I had been relieved when Logan did not fight so hard when C left. The relationship the two of them have is amazing. I could not ask for a better father for my children. We both were expecting to have to pry Logan from him, removing his fingers from whatever material on C he could grip onto. We were blessed that that did not need to happen. There was too much going on for his two-year-old mind to really understand what was taking place. I truly am thankful that C did not have to go through that. But I thought today would come later. I thought it would take more time for him to come to that realization. But today, everytime someone opened the door to the house, he thought it was his daddy. His face would light up, the way it always does when C gets home from work, and then his smile would go.
"Daddy go?" he kept asking with his hands raised, shrugging his shoulders.
"He'll come back. He misses you," was all I could muster repeatedly as this continued throughout the day.

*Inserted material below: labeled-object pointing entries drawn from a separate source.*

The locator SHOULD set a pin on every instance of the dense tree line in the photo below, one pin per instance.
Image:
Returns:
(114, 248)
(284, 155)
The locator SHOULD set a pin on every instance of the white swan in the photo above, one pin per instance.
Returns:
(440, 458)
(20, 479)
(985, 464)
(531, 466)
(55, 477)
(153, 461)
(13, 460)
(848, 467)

He threw the tantrum of his life tonight, ending with him breaking the childlock on his doorknob off. And when he did that, he calmed down. He needed to get it out. He was confused and angry and he needed to show those emotions, to process them as best as he could. He needed to do what we all need to do at some (or many) point(s) in this process.
To see your child hurt is the worst pain in the world. To know that there is one thing that they want so badly, that they are right to want, and that it cannot be given to them burns in the deepest way. I hated it. I hated today.
But through all of that, I never broke. My body weakened as my heart ached but I never cried. I never felt worry. I know my son and I know he will get through this. I know me and I know that I will get through this. As much as it pained me to see his frustration and sadness, it was not until I saw that one short, three letter word on my computer screen that I finally cried.
I have not cried since he left. In front of him, I cried barely, for a brief moment only when he kissed my forehead. When I hit the car, I let it go. I allowed the sadness and the fear to come forth with the greatest force and when it was done I did not cry again.
"Out." he had typed - with the period. Definitively.
With that word, this year had begun.
"A soldier doesn't fight because he hates what is in front of him. A soldier fights because he loves what he left behind." - unknown
"God is our refuge and strength. He will protect us and make us strong" (ps 46:1). For those who will fly today, for those who are there now, and for those who will soon join the fight, Lord, shield them from all evil, strengthen their hearts, and bring them home safely.